Not sure if you’ve heard yet, but we had another kid. Raising one boy was so easy we simply had to raise the stakes by having a daughter.
I’m kidding, of course. My son Go has been a handful but we decided that the time was right to have a second child. We’re not getting any younger, after all. Many of you have heard the news and have sent messages of congratulations. We appreciate them all and all of you for that.
Yet there’s been one question I’ve been asked again and again these past few days that I’ve been reluctant to answer: what’s the baby’s name?
Naming our first child took a long while because of the (somewhat arbitrary) rules I came up with in choosing a name: It had make sense in both Japanese and English. It had to be easy to pronounce for both sides of the family. It had to be something that could be written in kanji, because with my katakana last name I didn’t want my kid to stand out anymore than we already would in Japan.

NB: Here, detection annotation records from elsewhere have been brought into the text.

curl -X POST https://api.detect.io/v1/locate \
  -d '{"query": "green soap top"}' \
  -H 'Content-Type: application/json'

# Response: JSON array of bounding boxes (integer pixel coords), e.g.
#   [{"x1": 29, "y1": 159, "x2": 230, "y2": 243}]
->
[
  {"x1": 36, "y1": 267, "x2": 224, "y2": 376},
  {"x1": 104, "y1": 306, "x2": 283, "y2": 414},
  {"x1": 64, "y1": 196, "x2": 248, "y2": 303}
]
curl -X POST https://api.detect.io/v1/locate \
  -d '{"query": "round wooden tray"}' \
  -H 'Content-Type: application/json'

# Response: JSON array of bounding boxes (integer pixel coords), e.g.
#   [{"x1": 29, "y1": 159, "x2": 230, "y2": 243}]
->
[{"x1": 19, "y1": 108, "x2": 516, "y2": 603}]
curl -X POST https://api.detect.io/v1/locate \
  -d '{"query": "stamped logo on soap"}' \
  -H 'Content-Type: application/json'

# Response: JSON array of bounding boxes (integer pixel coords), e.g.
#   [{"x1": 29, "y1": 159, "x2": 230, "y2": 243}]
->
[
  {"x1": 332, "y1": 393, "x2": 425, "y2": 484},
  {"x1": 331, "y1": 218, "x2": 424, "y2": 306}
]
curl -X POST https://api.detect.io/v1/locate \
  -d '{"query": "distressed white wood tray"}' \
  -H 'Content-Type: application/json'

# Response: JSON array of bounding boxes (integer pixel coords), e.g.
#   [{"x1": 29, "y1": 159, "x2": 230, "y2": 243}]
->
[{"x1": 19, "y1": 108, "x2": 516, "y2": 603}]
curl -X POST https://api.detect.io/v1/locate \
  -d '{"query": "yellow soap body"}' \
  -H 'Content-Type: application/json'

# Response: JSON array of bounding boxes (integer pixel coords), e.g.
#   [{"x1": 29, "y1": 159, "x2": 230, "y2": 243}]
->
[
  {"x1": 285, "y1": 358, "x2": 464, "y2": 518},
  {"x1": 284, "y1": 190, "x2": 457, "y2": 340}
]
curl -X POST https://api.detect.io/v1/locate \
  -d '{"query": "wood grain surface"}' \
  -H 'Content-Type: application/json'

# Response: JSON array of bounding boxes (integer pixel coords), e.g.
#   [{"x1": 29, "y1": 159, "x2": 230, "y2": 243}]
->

In my son’s case, we settled on a totally kick-ass name that fits so perfectly with my last name, people often do a double-take when they hear it. Naturally, a lot of people wondered if we would do the same for our daughter. Many suggestions were made: Mai, Yuu, Mi, etc etc etc…
But not this time. Naming a girl in Japan following the above rules was hard, but I complicated it further by adding another stipulation: I didn’t want to saddle my daughter with some cute-laden crap name that would have her peers/teachers/employers treating her like a child even as an adult. I see so many of my students (and co-workers!) with kawaii-names that are so adorable I cannot picture taking them seriously.
So we went in another direction, ultimately settling on a name I heard in passing once or twice, one that has no pun-like properties but we both agreed sounded nice: Shanoa (沙乃亜). We threw some kanji together without much care for meaning, although the last one, 亜, is used to write both “Asia” and “America” in Japanese. I thought that was nice.
In the end, I can’t help but notice a parallel to me and my sister. My parents gave me a vanilla name (and middle name) straight out of the Old Testament. Three years later they gave my sister an unconventional name, with an S no less.